Ease of culture: Easy
Where: All zones except cold
Best climate: Warm to hot conditions
When: Spring, summer
Spacing: 40cm
Harvest: 4 months
pH: 5.5-6.5



• Sweet potato likes warm to hot conditions
• Grows best in tropical and subtropical areas where it can be planted year round
• Will produce good crops in temperate areas, but will need at least 4-6 months of warm frost-free conditions to produce a good crop, so plant early spring



• Best crops are produced in open sunny positions with full-day sun, but you can also get a reasonable return in half-day sun and semi-shaded positions



• Sweet potato needs a deep, loose friable and well-drained soil to allow tubers to develop and avoid rotting in times of heavy rainfall
• Dig over the soil to at least a spade’s depth and incorporate a minimum of 2 bucketloads of compost or well-rotted manure per square metre. Mound the soil into deep planting ridges 40cm wide, to create greater depth and improved drainage
• In heavy soils and heavy rainfall areas, build an even greater depth of soil by mounding rows of garden waste and soil on the soil surface



• Sweet potato is a perennial vine that covers the ground
• The plants are propagated using cuttings
• Start by planting a healthy sweet potato in the ground or in a pot filled with potting mix when the weather is warm
• Keep it watered and it will start producing shoots which can be used as cutting material
• Take cuttings 15-20cm long, remove all leaves except two at the top, and plant them directly into the soil with the top leaves just above the soil surface
• Keep the soil moist and they will start forming roots within a week. New tubers will form from these roots. The tops will produce lots of green shoots which can also be used as cuttings
• Continue to plant more cuttings as material becomes available


Watering, fertilising and maintenance

• Keep plants evenly moist, but not too wet. Water deeply during dry periods
• Sweet potato needs a good supply of potassium and phosphorous for tuber production. The simplest way to supply this is with compost and an application of a well-balanced organic fertiliser once every 8 weeks during the growing period
• This is a vigorous and often rampant plant during the peak growing time.
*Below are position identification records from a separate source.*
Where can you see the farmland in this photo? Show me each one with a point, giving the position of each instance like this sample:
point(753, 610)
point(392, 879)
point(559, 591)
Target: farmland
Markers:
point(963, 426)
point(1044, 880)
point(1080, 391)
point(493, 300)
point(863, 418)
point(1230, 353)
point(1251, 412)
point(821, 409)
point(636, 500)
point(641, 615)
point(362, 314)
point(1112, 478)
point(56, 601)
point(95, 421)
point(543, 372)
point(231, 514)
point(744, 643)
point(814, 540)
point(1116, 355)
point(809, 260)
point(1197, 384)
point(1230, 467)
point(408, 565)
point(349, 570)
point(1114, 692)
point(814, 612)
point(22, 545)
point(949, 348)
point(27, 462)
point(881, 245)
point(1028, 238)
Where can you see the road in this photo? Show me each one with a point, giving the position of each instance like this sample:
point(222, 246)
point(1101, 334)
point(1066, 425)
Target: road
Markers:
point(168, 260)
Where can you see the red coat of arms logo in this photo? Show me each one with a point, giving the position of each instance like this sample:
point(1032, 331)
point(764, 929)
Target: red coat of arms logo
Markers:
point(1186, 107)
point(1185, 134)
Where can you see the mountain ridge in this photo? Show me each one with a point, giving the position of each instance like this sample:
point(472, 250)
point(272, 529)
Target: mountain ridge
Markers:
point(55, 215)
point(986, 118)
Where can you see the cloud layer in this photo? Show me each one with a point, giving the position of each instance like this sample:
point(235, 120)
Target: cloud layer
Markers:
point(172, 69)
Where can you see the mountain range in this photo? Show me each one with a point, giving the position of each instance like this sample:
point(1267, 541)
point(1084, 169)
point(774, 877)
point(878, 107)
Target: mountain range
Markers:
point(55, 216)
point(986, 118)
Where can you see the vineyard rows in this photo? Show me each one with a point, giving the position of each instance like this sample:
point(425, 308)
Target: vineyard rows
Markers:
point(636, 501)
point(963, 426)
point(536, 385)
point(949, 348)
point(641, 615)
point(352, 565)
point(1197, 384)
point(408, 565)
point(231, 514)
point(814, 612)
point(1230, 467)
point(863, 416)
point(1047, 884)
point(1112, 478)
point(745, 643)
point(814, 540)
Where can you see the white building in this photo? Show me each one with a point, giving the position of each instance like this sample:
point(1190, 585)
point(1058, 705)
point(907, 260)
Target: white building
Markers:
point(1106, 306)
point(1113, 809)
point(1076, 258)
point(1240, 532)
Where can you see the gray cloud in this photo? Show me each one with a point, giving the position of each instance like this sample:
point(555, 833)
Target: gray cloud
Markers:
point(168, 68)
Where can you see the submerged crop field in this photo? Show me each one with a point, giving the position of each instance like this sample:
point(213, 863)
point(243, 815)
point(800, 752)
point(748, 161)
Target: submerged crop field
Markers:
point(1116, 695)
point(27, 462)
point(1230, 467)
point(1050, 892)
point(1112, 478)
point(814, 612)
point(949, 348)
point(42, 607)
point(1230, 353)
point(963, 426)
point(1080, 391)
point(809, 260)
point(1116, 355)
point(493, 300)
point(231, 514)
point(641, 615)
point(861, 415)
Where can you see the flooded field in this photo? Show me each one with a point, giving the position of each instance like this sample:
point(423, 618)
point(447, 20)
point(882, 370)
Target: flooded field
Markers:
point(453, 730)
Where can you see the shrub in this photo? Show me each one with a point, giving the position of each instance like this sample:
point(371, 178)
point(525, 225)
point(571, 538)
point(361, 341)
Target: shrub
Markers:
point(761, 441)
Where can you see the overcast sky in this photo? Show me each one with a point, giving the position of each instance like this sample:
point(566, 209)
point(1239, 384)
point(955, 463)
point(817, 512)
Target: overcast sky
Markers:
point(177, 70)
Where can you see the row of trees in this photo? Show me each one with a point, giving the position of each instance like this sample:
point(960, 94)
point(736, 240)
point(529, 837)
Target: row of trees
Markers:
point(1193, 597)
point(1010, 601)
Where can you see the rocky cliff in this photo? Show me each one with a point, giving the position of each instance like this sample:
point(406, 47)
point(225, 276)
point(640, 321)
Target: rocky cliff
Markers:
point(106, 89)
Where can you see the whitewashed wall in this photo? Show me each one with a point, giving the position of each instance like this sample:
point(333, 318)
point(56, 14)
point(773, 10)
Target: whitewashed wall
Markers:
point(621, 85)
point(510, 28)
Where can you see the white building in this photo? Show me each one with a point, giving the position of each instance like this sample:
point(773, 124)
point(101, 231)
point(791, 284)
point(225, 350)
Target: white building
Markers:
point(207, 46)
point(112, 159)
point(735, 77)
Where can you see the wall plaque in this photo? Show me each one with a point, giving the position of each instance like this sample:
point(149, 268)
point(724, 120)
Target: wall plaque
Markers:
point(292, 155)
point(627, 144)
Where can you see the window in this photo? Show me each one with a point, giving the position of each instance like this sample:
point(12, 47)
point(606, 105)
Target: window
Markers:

Trim growth as it escapes using pruning shears or a sharp spade. The prunings can be used as cuttings for new plants or added to the compost heap
• The vines will form roots and potential tubers wherever the nodes (leaf joints) make contact with the ground. This can be further encouraged where appropriate by building soil and compost up around trailing vines


Harvesting and storage

• Tubers are ready for harvest in 4 months from planting in tropical areas and 6 months in cooler zones
• To harvest, pull back vines to reveal their base and then use a garden fork to loosen the surrounding soil and expose the tubers. There can be several tubers ready at each planting spot
• In warm areas, plants can be left in the ground for several years
• In cooler areas, harvest crop before winter
• Large tubers store best. Wash and air-dry for a few days and store in the fridge


Pests and disease

Sweet potato is a very hardy crop that is generally free from pest and disease problems


In the kitchen

Sweet potatoes are delicious baked, boiled, steamed or fried. Add it to curries and casseroles 10 minutes before serving, or use it as a substitute for pumpkin in cakes and pies. Exposed flesh discolours quickly – to avoid this, add it to water soon after peeling and chopping. The young leaves and shoots are also edible and can be used in salads, either steamed or stir-fried.



There are two main varieties of sweet potato readily available in Australia. The orange-flesh variety is most common and is sweet and moist. The purple-skinned variety with white flesh has a richer flavour but slightly dryer texture.